Pear trees that have been hedge pruned
Pear trees that have been hedge pruned

The risk is that if you prune a tree too hard it will divert all its energy into growing wood instead of producing fruit, and it’s one of the most common (but by no means the only) reason your tree may not have fruit.

With mature fruit trees the aim with winter pruning is to keep the tree in balance, so that it keeps growing some new wood, but also stays nice and settled and produces plenty of fruit.

A President plum tree showing a good growth response to pruning
A President plum tree showing a good growth response to pruning

This photo above shows a President plum tree with lovely strong new shoot growth in response to last winter’s pruning.

The photo below shows that it also has a nice crop of fruit – success!

A nice crop of President plums on trees that were pruned in winter
A nice crop of President plums on trees that were pruned in winter

However for young trees, the balance between shoot growth and fruit production needs to be very one-sided – it’s all about growth!

A young cherry tree showing strong growth in response to pruning to create new branches in the tree
A young cherry tree showing strong growth in response to pruning to create new branches in the tree

We’re often asked how quickly a fruit tree will start producing fruit. In fact they’ll often flower and bear fruit the year you plant them (depending on what type of tree they are) but we reckon it’s better to NOT let them have fruit until the tree’s grown enough branches.

If you’re trying to grow a vase-shaped tree (which is a great shape for most backyards), it usually takes at least two to three years to prune the tree into the right shape.

Three year old apricot trees of different sizes
Three year old apricot trees of different sizes

In the photo above of three year old apricot trees, you can see that the tree on the left has grown well, and has grown enough branches to make the shape we want, so it’s been deemed mature enough to bear fruit.

However the tree on the right hasn’t grown as well for some reason and is much smaller. Any fruit that set has been removed to allow the tree to continue putting its energy into growing new branches for at least another year before it’s allowed to have fruit.

Learning when and how much to prune your trees is one of the strategies in the How to Look After Fruit Trees in the First 3 Years short course, but as you can see, the principle still holds good with your mature trees, and may just help to solve the problem of why your tree has no fruit!

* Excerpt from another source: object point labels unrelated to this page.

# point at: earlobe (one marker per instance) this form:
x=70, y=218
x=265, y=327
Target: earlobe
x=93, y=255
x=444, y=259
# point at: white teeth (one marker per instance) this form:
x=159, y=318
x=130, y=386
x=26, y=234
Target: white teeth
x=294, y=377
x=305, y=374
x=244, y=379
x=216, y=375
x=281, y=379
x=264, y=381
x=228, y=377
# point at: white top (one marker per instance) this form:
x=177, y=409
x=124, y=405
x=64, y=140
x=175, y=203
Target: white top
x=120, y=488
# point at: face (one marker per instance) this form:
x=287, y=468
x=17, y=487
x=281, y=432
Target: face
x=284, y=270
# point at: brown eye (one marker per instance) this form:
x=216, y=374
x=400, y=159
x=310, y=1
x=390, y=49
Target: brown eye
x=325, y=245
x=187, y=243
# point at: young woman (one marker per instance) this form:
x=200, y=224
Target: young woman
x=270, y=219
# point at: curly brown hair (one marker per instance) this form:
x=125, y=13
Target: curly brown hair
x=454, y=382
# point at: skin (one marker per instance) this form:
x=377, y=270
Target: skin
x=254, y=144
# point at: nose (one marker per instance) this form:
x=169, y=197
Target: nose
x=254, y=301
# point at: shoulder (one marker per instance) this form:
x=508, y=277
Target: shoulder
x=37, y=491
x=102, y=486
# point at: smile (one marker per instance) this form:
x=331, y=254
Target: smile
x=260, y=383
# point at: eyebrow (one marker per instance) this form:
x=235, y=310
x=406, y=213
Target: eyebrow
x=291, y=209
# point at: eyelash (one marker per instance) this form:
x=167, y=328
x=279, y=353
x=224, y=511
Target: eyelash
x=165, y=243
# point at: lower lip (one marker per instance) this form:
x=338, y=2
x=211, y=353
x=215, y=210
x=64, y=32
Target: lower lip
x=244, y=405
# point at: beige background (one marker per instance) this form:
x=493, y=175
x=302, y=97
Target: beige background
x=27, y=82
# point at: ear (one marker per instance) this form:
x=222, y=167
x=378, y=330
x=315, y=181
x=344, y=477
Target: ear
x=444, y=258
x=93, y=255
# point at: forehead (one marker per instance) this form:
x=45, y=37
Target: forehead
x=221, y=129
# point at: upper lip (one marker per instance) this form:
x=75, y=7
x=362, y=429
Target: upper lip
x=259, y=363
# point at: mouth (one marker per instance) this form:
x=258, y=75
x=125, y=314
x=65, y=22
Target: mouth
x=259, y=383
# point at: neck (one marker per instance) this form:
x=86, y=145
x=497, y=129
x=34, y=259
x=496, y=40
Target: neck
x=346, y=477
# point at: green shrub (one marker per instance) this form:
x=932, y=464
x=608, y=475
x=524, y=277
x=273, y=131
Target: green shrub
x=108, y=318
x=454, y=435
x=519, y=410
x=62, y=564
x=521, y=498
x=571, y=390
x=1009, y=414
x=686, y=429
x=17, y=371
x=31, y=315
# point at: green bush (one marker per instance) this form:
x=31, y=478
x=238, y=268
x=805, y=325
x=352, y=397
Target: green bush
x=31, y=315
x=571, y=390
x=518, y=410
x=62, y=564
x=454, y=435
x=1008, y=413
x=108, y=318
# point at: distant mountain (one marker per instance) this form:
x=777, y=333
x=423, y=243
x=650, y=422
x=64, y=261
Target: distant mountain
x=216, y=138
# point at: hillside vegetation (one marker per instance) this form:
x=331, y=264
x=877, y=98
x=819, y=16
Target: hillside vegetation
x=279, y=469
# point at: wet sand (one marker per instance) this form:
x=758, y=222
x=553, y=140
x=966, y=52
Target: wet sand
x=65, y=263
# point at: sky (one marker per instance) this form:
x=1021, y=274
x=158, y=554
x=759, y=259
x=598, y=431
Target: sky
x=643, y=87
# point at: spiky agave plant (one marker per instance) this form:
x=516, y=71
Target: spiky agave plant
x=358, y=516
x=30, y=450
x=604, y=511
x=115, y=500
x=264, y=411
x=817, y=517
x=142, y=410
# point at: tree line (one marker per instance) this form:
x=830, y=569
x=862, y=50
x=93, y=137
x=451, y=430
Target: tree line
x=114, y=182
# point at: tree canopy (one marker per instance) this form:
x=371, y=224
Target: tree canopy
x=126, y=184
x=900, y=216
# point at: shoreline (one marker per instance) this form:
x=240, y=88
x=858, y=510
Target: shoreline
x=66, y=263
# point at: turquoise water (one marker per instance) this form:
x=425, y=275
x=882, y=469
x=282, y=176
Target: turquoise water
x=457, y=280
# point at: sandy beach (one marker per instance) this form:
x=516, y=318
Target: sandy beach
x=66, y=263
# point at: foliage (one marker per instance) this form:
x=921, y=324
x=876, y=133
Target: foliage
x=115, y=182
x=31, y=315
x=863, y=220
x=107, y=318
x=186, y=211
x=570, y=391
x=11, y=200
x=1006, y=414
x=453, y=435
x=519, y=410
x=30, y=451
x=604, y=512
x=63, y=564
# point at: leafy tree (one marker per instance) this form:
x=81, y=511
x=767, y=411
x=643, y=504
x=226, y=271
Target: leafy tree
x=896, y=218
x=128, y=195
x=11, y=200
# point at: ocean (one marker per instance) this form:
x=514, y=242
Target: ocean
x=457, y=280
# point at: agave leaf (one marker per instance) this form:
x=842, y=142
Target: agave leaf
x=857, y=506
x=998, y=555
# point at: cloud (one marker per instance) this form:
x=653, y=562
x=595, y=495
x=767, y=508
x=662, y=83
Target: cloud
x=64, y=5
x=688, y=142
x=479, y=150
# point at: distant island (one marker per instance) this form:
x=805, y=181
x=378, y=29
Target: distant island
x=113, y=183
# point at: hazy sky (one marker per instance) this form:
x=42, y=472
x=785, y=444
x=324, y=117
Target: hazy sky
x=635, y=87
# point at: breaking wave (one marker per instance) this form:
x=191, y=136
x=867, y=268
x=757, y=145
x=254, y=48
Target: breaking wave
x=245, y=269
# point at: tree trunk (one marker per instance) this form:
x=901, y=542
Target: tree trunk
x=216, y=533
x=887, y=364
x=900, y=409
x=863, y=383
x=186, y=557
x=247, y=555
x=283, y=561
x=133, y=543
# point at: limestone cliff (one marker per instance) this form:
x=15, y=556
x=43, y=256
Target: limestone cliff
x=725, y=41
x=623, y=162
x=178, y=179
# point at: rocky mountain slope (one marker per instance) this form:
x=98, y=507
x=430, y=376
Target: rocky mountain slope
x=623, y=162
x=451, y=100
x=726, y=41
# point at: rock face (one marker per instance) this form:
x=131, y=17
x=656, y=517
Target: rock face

8 thoughts on “Did you accidentally prune your fruit off?”

  1. Ok.Still not sure what is happening to 2 apricots now into
    Their third year and have produced 4 -6 apricots in total. They have been pruned by our experienced gardener and even he is baffled. They are otherwise healthy in a small orchard that has abundant fruit
    Would like your opinion please?

    1. Hi Robbie, other things that can cause lack of fruit are (1) frost, (2) lack of pollinators or pollinisers, (3) blossom blight or other diseases. But also, they’re still very young trees, and are putting most of their energy into growing, so it’s way too early to call it as a problem yet. Give them another couple of years to settle down, and in the meantime pay particular attention next spring to whether or not they flower, and what happens to the flowers.

      1. Many thanks.. we keep bees so expect they are pollinated.. we do experience light frost and I know they didn’t have blight.. I don’t think they are flowering well.. but will do as you say..

  2. I have a pear tree that is 6 years old and it has never flowered. I have tried pruning it hard, moderately and not at all and still no flowers. I’m about to give up on it, any advice?

    1. My friend, Richard, has plum tree which would be 8 or 9 years old. When he bought it they said it needed a pollinator, so he got a second one. The “pollinator” died in the drought and the other plum bore fruit for the first time! Go figure, as they say. So don’t give up

      1. Thanks for sharing this story Eleanor – it just goes to show that it really can take some trees a few years to properly settle down and start fruiting – maybe it just needed a little stress!

    2. Hi Tania, we’d recommend leaving it only lightly pruned for another year or two to see if it settles down and starts flowering – if you’ve pruned it hard at times it can take a year or two to recover, and it can take young trees a while to settle down and start cropping well. Also continue with soil improvement – make sure you add some really good quality compost once or twice a year, plus worm castings if you can get them.